Using externally obtained data
Using externally obtained data: the replay actuator¶
The replay actuator allows you to leverage results that were obtained via experiments outside of ado
, and are contained in external sources like CSV files. We can't repeat these experiments, or add new data using them, in ado
as no actuator exits to do so. However, you still might want to define measurement spaces with them so entities that have the relevant data can be sampled and the data used, perhaps in a custom objective function.
The talking a random walk tutorial uses external data and the replay actuator.
Importing data from a CSV¶
Often external data is stored in a CSV or table where each row contains measurement results for some entity. One set of columns defines the entity (the thing being measured) and another set of columns the results of one or more experiments on the entity.
To use this data with ado
the first step is to copy it into a samplestore
at creation time. When copying this data into the samplestore
the columns containing measured values (observed properties) and which columns containing constitutive properties are defined. With this information ado
can create entities for each row. The following example is from talking a random walk:
# Copyright (c) IBM Corporation
# SPDX-License-Identifier: MIT
metadata:
name: "ml_multi_cloud"
description: "samplestore initialised with ml_multi_cloud data"
specification:
module:
moduleName: orchestrator.core.samplestore.sql
moduleClass: SQLSampleStore
copyFrom:
- module:
moduleClass: CSVSampleStore
moduleName: orchestrator.core.samplestore.csv
storageLocation:
path: 'examples/ml-multi-cloud/ml_export.csv'
parameters:
generatorIdentifier: 'multi-cloud-ml'
identifierColumn: 'config'
constitutivePropertyColumns:
- cpu_family
- vcpu_size
- nodes
- provider
experiments:
- experimentIdentifier: 'benchmark_performance'
propertyMap:
wallClockRuntime: 'wallClockRuntime'
status: 'status'
The copyFrom
section is where the external sources data should be copied into the samplestore
are defined. There can be multiple but here there is just one.
The relevant fields are:
module
: These are the values you set to indicate the data is in a CSV filestorageLocation
: This is the path the CSV fileparameters.identifierColumn
: This is the column in the CSV, if any, to use as the identifier of the created entities.parameters.constitutivePropertyColumns
: This is a list of the columns in the CSV file that define the constitutive properties of the entitiesexperiments
: This section defines the experiments that were used to generate the data in the CSV fileexperiments.experimentIdentifier
: This is the name for the experiment in adoexperiments.propertyMap
: This is a dictionary mapping the names of the properties experiment as they will appear inado
to column names in the CSV
The above YAML says to associate the data in the columns wallClockRuntime
and status
with an experiment 'benchmark_performance' that measures properties with the same name.
The propertyMap
field allows you to handle column headers had names that are not suitable for names of properties. For example if there was a column with measurements on a molecule called Real_pKa (-0.83, 10.58)

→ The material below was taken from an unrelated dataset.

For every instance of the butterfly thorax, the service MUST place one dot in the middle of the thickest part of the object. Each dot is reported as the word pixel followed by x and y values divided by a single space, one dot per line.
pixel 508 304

, you might want to associate this with a property called pka
instead:
propertyMap:
pka: "Real_pKa (-0.83, 10.58)"
Using the external data in a discoveryspace
¶
If you copied entities from an external source to $SAMPLE_STORE_IDENTIFIER and in the process defined an external experiment called my_experiment
then you can use it in a discoveryspace
with:
sampleStoreIdentifier: $SAMPLE_STORE_IDENTIFIER
experiments:
- actuatorIdentifier: replay
experimentIdentifier: my_experiment
The ml multi cloud example uses this approach.
How the replay
actuator works¶
Looking at the example in Importing data from a CSV, you might wonder how ado
can use it, if it does not have an actuator that provides the experiment benchmark_performance
!
What happens is that when a measurement of an experiment associated with the replay
actuator is requested to be performed on an entity, if the data is present (because it was copied in) it is reused as normal by ado
's memoization mechanism. If there is no data, it can't be measured as no real experiment exists, and the replay
actuator handles this case correctly - it creates the No value to replay
messages seen here.
Important
To use external data via the replay actuator the relevant operator must be configured to use memoization. With the randomwalk and ray_tune operators this means singleMeasurement parameter is set to True (the default).